Dari hasil penyelidikan, KPK mendeteksi, dugaan penerimaan aliran uang sebagai gratifikasi pada 2009 melalui transfer rekening bank.

“Menggunakan nama dari keluarga inti dan berbagai perusahaan yang terafiliasi dengan Eko,” ungkap Asep.

Menurut dia, uang senilai Rp18 miliar itu hanya merupakan bukti permulaan. Ternyata, Eko tidak melaporkan uang-uang yang diterima itu dalam waktu 30 hari kerja sehingga masuk kategori gratifikasi.

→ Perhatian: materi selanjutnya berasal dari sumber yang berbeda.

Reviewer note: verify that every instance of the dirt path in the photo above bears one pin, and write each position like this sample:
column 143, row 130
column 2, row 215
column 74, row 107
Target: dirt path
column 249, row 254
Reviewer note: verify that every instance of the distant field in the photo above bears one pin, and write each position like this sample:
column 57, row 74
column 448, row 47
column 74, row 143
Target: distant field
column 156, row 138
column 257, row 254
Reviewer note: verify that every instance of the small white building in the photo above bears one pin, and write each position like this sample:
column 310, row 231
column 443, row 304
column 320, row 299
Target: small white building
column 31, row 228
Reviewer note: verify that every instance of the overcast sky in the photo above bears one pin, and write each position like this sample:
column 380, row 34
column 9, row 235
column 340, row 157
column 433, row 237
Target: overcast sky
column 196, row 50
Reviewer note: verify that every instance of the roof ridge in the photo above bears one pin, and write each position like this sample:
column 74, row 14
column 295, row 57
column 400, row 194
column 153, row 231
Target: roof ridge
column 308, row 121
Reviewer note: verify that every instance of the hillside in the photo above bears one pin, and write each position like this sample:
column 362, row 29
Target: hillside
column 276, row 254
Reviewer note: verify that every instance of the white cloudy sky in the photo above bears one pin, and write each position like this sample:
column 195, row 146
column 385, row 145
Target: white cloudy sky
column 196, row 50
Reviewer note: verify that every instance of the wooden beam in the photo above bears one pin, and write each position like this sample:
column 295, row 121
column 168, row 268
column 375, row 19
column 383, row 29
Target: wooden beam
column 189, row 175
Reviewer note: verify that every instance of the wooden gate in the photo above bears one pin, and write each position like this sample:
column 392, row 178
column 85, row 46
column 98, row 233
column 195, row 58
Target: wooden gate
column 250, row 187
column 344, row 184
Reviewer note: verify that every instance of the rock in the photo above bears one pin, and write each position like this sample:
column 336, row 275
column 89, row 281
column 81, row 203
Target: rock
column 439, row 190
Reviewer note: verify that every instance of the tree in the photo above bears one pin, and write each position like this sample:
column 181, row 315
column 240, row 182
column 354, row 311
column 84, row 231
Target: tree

Saat ini, KPK masih terus menelusuri dan mendalami aliran dana dan perbuatan pidana lainnya dalam perkara Eko.

“KPK terbuka untuk menelusuri dan mendalami aliran uangnya,” jelas Asep.

Kasus dugaan penerima suap dan gratifikasi Eko Darmanto terungkap berawal dari temuan Direktorat Laporan Kekayaan Penyelenggara Negara (LHKPN) pada Kedeputian Pencegahan dan Monitoring KPK.

Tim LHKPN menemukan pengisian LHKPN yang tidak sesuai dan keberadaan sejumlah aset bernilai ekonomis dengan profil Eko.

Karena perbuatannya, Eko disangka telah melanggar Pasal 12B UU Tentang Pemberantasan Tindak Pidana Korupsi yang mengatur gratifikasi. (*)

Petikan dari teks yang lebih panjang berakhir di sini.